List the characteristics of HDFS. And explain HDFS operations.
Features of Hadoop HDFS
Fault Tolerance
Fault tolerance in HDFS refers to the working strength of a system in unfavorable conditions and how that system can handle such situations. HDFS is highly fault-tolerant, in HDFS data is divided into blocks and multiple copies of blocks are created on different machines in the cluster (this replica creation is configurable). So whenever if any machine in the cluster goes down, then a client can easily access their data from the other machine which contains the same copy of data blocks. HDFS also maintains the replication factor by creating a replica of blocks of data on another rack. Hence if suddenly a machine fails, then a user can access data from other slaves present in another rack. To learn more about Fault Tolerance follow this Guide.
High Availability
HDFS is a highly available file system, data gets replicated among the nodes in the HDFS cluster by creating a replica of the blocks on the other slaves present in HDFS cluster. Hence whenever a user wants to access this data, they can access their data from the slaves which contains its blocks and which is available on the nearest node in the cluster. And during unfavorable situations like a failure of a node, a user can easily access their data from the other nodes. Because duplicate copies of blocks that contain user data are created on the other nodes present in the HDFS cluster. To learn more about high availability follow this Guide.
Data Reliability
HDFS is a distributed file system that provides reliable data storage. HDFS can store data in the range of 100s of petabytes. It also stores data reliably on a cluster of nodes. HDFS divides the data into blocks and these blocks are stored on nodes present in HDFS cluster. It stores data reliably by creating a replica of each and every block present on the nodes present in the cluster and hence provides fault tolerance facility. If node containing data goes down, then a user can easily access that data from the other nodes which contain a copy of same data in the HDFS cluster. HDFS by default creates copies of blocks containing data present in the nodes in HDFS cluster. Hence data is quickly available to the users and hence user does not face the problem of data loss. Hence HDFS is highly reliable.
Replication
Data Replication is one of the most important and unique features of Hadoop HDFS. In HDFS replication of data is done to solve the problem of data loss in unfavorable conditions like the crashing of a node, hardware failure, and so on. Since data is replicated across a number of machines in the cluster by creating blocks. The process of replication is maintained at regular intervals of time by HDFS and HDFS keeps creating replicas of user data on different machines present in the cluster. Hence whenever any machine in the cluster gets crashed, the user can access their data from other machines which contain the blocks of that data. Hence there is no possibility of a loss of user data. Follow this guide to learn more about the data read operation.
Scalability
As HDFS stores data on multiple nodes in the cluster, when requirements increase we can scale the cluster. There is two scalability mechanism available: Vertical scalability – add more resources (CPU, Memory, Disk) on the existing nodes of the cluster. Another way is horizontal scalability – Add more machines in the cluster. The horizontal way is preferred since we can scale the cluster from 10s of nodes to 100s of nodes on the fly without any downtime.
Distributed Storage
In HDFS all the features are achieved via distributed storage and replication. HDFS data is stored in distributed manner across the nodes in HDFS cluster. In HDFS data is divided into blocks and is stored on the nodes present in HDFS cluster. And then replicas of each and every block are created and stored on other nodes present in the cluster. So if a single machine in the cluster gets crashed we can easily access our data from the other nodes which contain its replica.

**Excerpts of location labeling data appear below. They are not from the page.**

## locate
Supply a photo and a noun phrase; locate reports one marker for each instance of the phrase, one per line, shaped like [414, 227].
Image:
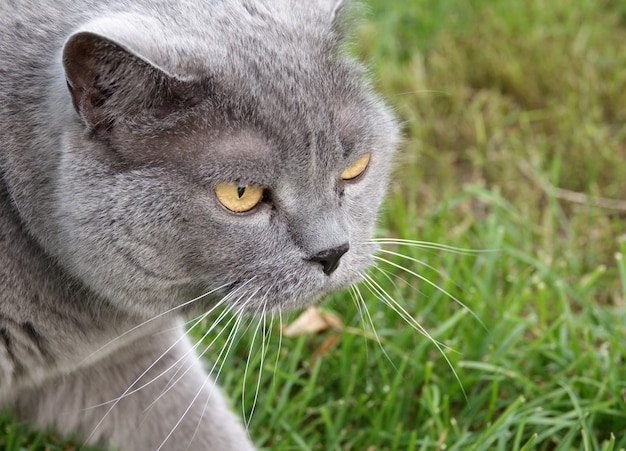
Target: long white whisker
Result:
[154, 318]
[232, 307]
[430, 245]
[434, 285]
[232, 334]
[264, 346]
[377, 290]
[280, 342]
[129, 391]
[422, 263]
[359, 300]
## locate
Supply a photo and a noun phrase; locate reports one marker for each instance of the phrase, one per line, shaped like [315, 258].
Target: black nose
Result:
[329, 258]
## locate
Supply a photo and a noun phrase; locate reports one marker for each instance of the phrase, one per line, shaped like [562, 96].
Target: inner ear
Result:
[108, 82]
[84, 57]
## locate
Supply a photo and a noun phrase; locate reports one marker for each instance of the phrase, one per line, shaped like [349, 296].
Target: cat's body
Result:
[118, 119]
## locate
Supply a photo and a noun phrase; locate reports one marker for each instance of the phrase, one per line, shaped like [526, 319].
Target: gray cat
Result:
[159, 158]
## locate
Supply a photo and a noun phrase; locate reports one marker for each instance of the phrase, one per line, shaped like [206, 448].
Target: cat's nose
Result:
[329, 258]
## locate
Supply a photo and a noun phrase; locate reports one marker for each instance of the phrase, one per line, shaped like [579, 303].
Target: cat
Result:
[158, 159]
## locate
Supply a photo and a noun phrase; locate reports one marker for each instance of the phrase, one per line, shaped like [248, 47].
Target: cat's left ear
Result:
[110, 83]
[332, 6]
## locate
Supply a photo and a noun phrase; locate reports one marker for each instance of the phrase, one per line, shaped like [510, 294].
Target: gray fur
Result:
[117, 119]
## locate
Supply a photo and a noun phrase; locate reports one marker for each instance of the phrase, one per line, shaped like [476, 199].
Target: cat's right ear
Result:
[109, 83]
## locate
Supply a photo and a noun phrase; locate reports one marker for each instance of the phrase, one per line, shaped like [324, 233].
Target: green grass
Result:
[514, 117]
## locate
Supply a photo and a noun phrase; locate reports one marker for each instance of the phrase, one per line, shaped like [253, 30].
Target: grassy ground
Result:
[515, 125]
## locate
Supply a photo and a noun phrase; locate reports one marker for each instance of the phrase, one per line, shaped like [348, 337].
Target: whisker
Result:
[230, 339]
[264, 347]
[199, 319]
[238, 315]
[430, 245]
[367, 316]
[434, 285]
[191, 352]
[280, 342]
[422, 263]
[114, 402]
[154, 318]
[377, 290]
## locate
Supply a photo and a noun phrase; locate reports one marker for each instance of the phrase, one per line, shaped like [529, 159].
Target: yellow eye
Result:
[357, 168]
[238, 197]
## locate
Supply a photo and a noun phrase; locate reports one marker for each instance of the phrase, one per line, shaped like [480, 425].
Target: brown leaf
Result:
[312, 320]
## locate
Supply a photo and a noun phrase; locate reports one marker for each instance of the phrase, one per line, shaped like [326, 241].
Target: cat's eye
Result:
[356, 169]
[238, 197]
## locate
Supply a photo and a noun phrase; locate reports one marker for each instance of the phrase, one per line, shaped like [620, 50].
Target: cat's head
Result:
[237, 150]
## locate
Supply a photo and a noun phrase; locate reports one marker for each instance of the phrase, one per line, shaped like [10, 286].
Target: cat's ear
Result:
[108, 82]
[331, 7]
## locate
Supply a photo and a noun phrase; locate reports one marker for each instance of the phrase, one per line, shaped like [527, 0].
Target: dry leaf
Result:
[312, 320]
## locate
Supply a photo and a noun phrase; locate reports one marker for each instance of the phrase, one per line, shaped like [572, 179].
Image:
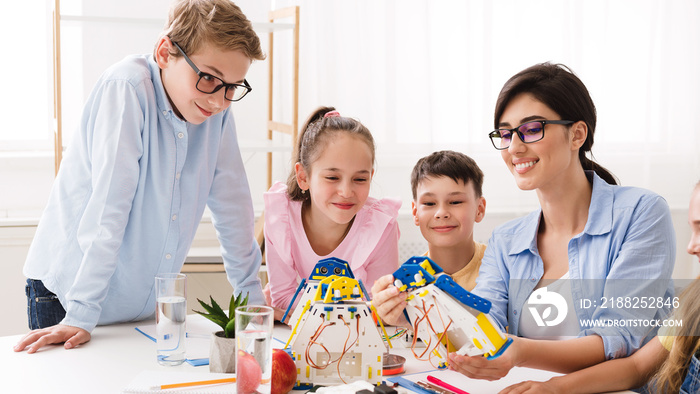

i. Interaction of Client with NameNode
If the client has to create a file inside HDFS then he needs to interact with the namenode (as namenode is the centre-piece of the cluster which contains metadata). Namenode provides the address of all the slaves where the client can write its data. The client also gets a security token from the namenode which they need to present to the slaves for authentication before writing the block. Below are the steps which client needs to perform in order to write data in HDFS:
To create a file client executes create() method on DistributedFileSystem. Now DistributedFileSystem interacts with the namenode by making an RPC call for creating a new file having no blocks associated with it in the filesystem’s namespace. Various checks are executed by the namenode in order to make sure that there is no such file, already present there and the client is authorized to create a new file.
If all this procedure gets the pass, then a record of the new file is created by the namenode; otherwise, file creation fails and an IOException is thrown to the client. An FSDataOutputStream returns by the DistributedFileSystem for the client in order to start writing data to datanode. Communication with datanodes and client is handled by DFSOutputStream which is a part of FSDataOutputStream.
ii. Interaction of client with Datanodes
After the user gets authenticated to create a new file in the filesystem namespace, Namenode will provide the location to write the blocks. Hence the client directly goes to the datanodes and start writing the data blocks there. As in HDFS replicas of blocks are created on different nodes, hence when the client finishes with writing a block inside the slave, the slave then starts making replicas of a block on the other slaves. And in this way, multiple replicas of a block are created in different blocks. Minimum 3 copies of blocks are created in different slaves and after creating required replicas, it sends an acknowledgment to the client. In this manner, while writing data block a pipeline is created and data is replicated to desired value in the cluster.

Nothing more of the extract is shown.